Glamour and ostentation, those twin pillars of power in this celebrity-saturated desert valley, can be found on almost every street, many of which are named after the very stars being venerated.
Plentiful as palm fronds, there’s the Bob Hope “party house” hovering bluffside like a flying saucer, and there’s the midcentury-modern marvel where Frank and Ava (no last name’s needed) loved and fought with equal ferocity, and there’s the high-toned Las Palmas neighborhood where a gaggle of Hollywood A-through-D listers own second and third homes.
But the epicenter of cultural cachet in the greater Palm Springs area is a 200-acre estate so vast it almost needs its own ZIP code and so exclusive that, for decades, you needed to be either a head of state, a captain of industry, a fame-besotted actor or a VIP of impeccable pedigree to gain entrance behind the formidable pink fence.
Sunnylands, it is called. The compound of the late publisher and philanthropist Walter H. Annenberg and his wife, Leonore, has been dubbed the Camp David of the West, and with good reason. Seven U.S. presidents have visited, Ronald Reagan spending many a New Year’s Eve dancing on the marble floors, Richard Nixon strolling the grounds post-resignation, and Barack Obama holding a summit meeting with Chinese President Xi Jinping. When not serving as a temporary seat of power, the 25,000-square-foot main house saw Frank Sinatra marry Barbara Marx, his last wife (Ava Gardner? Long since divorced) in front of the walk-in fireplace and served as Queen Elizabeth II’s personal version of Airbnb.

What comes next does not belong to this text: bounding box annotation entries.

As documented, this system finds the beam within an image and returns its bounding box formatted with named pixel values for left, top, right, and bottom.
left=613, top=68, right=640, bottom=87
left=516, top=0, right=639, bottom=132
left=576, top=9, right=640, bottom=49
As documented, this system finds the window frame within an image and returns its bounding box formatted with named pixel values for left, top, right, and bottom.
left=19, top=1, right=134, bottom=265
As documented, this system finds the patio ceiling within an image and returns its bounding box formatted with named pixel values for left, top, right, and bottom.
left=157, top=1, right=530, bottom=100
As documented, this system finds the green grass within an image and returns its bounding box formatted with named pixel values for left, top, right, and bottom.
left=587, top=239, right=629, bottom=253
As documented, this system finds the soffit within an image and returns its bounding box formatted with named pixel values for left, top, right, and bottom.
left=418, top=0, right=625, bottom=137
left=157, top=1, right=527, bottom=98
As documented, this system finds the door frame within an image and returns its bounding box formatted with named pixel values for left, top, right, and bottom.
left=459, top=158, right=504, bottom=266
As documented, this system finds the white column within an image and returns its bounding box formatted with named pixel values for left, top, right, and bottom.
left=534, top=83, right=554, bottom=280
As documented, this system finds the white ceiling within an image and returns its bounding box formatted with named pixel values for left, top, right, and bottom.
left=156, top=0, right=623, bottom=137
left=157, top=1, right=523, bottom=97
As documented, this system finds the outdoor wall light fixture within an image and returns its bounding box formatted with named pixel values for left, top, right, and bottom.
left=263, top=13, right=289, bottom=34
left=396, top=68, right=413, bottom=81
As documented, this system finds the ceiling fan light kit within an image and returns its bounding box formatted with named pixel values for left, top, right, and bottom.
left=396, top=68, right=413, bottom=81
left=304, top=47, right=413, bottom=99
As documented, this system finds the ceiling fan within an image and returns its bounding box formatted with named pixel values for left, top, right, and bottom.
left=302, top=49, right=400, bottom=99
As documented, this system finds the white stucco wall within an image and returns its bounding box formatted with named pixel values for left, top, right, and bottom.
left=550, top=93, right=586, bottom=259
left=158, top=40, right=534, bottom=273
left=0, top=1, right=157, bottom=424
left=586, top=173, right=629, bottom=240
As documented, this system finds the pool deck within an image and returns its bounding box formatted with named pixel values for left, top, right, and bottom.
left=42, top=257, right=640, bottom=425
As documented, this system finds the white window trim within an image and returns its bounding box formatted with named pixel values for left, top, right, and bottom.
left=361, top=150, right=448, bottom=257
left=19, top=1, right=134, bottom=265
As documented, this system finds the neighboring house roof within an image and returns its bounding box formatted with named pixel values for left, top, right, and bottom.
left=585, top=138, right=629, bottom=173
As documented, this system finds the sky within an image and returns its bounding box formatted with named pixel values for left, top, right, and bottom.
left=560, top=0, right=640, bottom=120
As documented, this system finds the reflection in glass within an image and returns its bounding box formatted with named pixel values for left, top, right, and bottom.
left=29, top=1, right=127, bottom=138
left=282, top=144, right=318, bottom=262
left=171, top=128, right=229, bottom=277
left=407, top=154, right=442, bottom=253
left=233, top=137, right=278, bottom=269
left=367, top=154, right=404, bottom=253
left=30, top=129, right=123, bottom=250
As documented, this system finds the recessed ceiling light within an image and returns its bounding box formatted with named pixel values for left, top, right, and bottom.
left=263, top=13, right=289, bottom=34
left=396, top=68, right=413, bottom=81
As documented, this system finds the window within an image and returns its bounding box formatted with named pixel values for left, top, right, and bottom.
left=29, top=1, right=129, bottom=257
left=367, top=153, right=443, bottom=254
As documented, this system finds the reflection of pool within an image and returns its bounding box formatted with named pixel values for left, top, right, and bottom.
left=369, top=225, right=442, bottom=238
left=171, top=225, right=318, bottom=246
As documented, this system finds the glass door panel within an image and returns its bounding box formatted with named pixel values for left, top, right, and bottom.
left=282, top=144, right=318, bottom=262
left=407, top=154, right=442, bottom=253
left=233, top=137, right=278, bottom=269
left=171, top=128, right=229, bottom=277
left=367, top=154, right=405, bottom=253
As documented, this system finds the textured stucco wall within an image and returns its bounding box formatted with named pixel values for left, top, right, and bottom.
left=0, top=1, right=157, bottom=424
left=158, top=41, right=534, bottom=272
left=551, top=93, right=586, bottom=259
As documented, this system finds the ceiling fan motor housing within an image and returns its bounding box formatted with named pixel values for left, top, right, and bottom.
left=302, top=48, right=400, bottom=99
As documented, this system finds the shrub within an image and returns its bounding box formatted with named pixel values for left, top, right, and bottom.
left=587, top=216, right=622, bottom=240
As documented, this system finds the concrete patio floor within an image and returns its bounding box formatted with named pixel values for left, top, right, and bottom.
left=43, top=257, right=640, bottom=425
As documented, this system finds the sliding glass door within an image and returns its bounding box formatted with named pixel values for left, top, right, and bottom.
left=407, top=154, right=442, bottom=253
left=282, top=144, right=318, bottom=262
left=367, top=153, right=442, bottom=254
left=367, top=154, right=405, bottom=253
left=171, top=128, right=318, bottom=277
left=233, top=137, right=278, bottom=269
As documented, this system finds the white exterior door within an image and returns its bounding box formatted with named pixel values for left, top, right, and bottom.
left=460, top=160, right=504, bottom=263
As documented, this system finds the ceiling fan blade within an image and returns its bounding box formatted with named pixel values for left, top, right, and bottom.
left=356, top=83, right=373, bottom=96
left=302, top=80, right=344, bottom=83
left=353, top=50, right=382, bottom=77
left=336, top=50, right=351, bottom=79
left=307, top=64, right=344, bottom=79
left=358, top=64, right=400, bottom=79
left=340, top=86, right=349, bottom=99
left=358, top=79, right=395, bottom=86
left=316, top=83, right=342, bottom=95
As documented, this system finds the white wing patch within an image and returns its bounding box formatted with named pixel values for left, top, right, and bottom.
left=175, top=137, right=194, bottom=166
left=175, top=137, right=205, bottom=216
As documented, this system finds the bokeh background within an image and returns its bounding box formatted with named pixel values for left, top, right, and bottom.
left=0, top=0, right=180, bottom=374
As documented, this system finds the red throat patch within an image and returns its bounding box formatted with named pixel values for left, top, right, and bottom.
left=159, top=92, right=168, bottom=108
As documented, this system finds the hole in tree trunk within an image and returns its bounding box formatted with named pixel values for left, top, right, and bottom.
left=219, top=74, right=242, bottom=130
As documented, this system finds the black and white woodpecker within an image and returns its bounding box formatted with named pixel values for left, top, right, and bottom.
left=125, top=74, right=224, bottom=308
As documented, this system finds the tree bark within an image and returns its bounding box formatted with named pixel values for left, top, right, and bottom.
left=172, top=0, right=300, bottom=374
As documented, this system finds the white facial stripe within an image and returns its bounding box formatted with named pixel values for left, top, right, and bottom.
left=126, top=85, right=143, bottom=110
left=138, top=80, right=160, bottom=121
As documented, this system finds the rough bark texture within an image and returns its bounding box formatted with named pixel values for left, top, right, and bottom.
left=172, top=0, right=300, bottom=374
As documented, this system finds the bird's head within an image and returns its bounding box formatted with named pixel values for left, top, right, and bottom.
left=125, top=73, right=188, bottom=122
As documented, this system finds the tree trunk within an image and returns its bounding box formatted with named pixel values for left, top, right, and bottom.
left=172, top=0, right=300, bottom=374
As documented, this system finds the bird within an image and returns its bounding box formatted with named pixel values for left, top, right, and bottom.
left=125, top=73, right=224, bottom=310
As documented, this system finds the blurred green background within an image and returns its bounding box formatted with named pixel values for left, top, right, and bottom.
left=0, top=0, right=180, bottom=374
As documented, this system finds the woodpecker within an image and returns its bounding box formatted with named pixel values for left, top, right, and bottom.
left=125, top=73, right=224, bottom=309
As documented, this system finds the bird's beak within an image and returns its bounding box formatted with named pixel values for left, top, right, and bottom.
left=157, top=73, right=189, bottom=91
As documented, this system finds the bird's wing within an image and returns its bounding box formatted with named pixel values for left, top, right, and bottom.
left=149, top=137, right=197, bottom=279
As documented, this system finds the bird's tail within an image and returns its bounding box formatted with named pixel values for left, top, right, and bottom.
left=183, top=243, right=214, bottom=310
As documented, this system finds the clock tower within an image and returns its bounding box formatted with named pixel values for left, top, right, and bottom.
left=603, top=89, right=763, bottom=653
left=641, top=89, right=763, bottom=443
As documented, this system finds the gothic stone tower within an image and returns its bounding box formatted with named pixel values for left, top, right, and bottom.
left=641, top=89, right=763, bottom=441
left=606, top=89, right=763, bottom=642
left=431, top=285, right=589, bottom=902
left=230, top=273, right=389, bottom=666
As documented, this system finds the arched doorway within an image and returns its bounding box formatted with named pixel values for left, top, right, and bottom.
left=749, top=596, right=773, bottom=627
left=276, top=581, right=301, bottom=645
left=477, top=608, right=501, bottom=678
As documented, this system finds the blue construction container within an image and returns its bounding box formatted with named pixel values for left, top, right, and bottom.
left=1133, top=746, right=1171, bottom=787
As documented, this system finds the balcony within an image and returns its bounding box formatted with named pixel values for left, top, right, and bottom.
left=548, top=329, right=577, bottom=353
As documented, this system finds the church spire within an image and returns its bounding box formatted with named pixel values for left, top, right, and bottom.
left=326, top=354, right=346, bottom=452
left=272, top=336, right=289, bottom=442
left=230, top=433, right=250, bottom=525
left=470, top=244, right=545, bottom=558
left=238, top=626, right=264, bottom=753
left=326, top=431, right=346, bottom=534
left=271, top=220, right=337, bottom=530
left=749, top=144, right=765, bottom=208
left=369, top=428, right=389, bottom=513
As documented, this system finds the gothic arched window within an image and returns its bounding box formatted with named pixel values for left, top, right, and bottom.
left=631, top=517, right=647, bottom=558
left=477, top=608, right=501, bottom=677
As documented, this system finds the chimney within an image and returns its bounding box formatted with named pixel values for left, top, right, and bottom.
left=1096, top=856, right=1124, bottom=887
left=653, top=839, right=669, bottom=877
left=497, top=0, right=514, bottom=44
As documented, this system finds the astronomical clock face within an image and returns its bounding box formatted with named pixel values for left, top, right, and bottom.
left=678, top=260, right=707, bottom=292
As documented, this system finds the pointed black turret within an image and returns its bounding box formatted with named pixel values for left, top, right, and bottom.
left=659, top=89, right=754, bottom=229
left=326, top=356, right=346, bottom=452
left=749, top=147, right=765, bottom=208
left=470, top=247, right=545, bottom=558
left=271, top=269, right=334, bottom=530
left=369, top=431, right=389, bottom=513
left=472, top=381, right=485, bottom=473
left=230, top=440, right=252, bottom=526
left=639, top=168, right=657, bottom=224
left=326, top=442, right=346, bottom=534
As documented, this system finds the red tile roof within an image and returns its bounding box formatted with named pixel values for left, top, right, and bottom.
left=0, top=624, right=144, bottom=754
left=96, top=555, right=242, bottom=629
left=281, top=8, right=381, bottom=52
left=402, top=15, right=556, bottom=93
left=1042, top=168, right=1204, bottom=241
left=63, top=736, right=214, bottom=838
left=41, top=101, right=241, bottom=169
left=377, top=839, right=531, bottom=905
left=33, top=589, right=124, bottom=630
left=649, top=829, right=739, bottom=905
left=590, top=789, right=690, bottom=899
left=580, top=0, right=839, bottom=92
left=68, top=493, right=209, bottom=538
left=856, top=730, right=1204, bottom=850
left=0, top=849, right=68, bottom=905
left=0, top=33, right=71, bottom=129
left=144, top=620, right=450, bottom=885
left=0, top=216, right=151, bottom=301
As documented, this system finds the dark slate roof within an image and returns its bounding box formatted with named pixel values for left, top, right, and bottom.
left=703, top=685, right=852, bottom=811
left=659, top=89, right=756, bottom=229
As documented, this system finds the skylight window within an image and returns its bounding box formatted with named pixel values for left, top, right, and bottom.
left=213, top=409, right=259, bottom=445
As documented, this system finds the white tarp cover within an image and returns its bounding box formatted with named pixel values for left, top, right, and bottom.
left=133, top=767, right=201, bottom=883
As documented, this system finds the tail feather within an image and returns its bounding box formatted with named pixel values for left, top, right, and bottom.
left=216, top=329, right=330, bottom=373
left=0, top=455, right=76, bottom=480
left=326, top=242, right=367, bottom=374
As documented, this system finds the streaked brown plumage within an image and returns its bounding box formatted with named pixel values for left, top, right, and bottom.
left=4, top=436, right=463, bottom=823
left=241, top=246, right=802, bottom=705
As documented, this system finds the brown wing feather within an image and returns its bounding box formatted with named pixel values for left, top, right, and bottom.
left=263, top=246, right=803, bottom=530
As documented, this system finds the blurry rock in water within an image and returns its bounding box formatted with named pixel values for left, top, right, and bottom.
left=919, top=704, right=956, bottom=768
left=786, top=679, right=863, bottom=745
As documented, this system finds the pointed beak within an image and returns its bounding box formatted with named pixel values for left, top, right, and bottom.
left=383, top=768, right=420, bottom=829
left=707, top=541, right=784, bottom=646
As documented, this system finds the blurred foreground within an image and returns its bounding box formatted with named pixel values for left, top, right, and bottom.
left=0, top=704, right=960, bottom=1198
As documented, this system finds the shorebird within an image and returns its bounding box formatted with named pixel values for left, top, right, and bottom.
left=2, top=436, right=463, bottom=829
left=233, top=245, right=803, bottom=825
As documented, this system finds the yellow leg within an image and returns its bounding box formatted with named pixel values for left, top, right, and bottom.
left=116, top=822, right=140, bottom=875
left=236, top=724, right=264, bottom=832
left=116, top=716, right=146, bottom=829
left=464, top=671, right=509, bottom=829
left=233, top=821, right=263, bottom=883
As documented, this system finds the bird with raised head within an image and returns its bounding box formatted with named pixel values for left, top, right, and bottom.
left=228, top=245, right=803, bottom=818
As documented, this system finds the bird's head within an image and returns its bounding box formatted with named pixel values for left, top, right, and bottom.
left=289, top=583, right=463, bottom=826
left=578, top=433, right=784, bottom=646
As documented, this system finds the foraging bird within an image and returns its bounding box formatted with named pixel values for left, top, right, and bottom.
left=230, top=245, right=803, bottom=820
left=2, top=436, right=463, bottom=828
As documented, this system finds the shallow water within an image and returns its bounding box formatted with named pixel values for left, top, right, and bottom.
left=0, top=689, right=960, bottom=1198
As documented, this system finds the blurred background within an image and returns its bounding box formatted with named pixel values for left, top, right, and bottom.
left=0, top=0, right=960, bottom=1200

Fortunately, for we commoners, entrance into this sanctum sanctorum of wealth and power now is available for anyone with mouse-clicking dexterity and $35 to spare. Since the spring of 2012, after a $61.5 million renovation on the 48-year-old estate that included the construction of a 17,000-square-foot visitors center and a new garden, Sunnylands has been open for public viewing when it is not being used as a venue for summit meetings, nonprofit conclaves and retreats for policy leaders.
It’s still pretty difficult to gain entrance, but this time only because the tours (usually Thursdays through Sundays) sell out within hours after a block of tickets are released via the Annenberg Foundation website.
Because of Sunnylands’ history and mystique, this is one tour that even jaded Palm Springs locals clamor to experience.
They drink in the expanse of green on the sprawling grounds, golf course and 11 man-made lakes, framed by the San Jacinto Mountains on one side and the Chocolate Mountains on the other. They gawk at the 50,000 plants that draw scores of bird species to reside in one of the nine gardens. They snap pics – from the outside only; no indoor photography – of the 25,000-square foot main house and its pink pyramidal roof meant to evoke a Mayan temple, handiwork of famed Los Angeles architect A. Quincy Jones.
They walk, wide-eyed, through the main living room, cavernous as a Costco but lavishly decorated with floor-to-ceiling windows, furniture designed by the famed William Haines, walls of Mexican lava stone and digital reproductions of the Annenberg’s art collection – Picassos, Monets, Renoirs and Van Goghs – donated to New York’s Metropolitan Museum of Art upon Walter Annenberg’s death. The room’s centerpiece in the atrium, the Auguste Rodin sculpture “Eve,” is no reproduction. It’s ringed by bromeliads that resemble pink pineapples. Almost as an afterthought, a complete collection of Steuben glass, its crystal carved by Asian artists, is attached near a hallway leading to the dining room.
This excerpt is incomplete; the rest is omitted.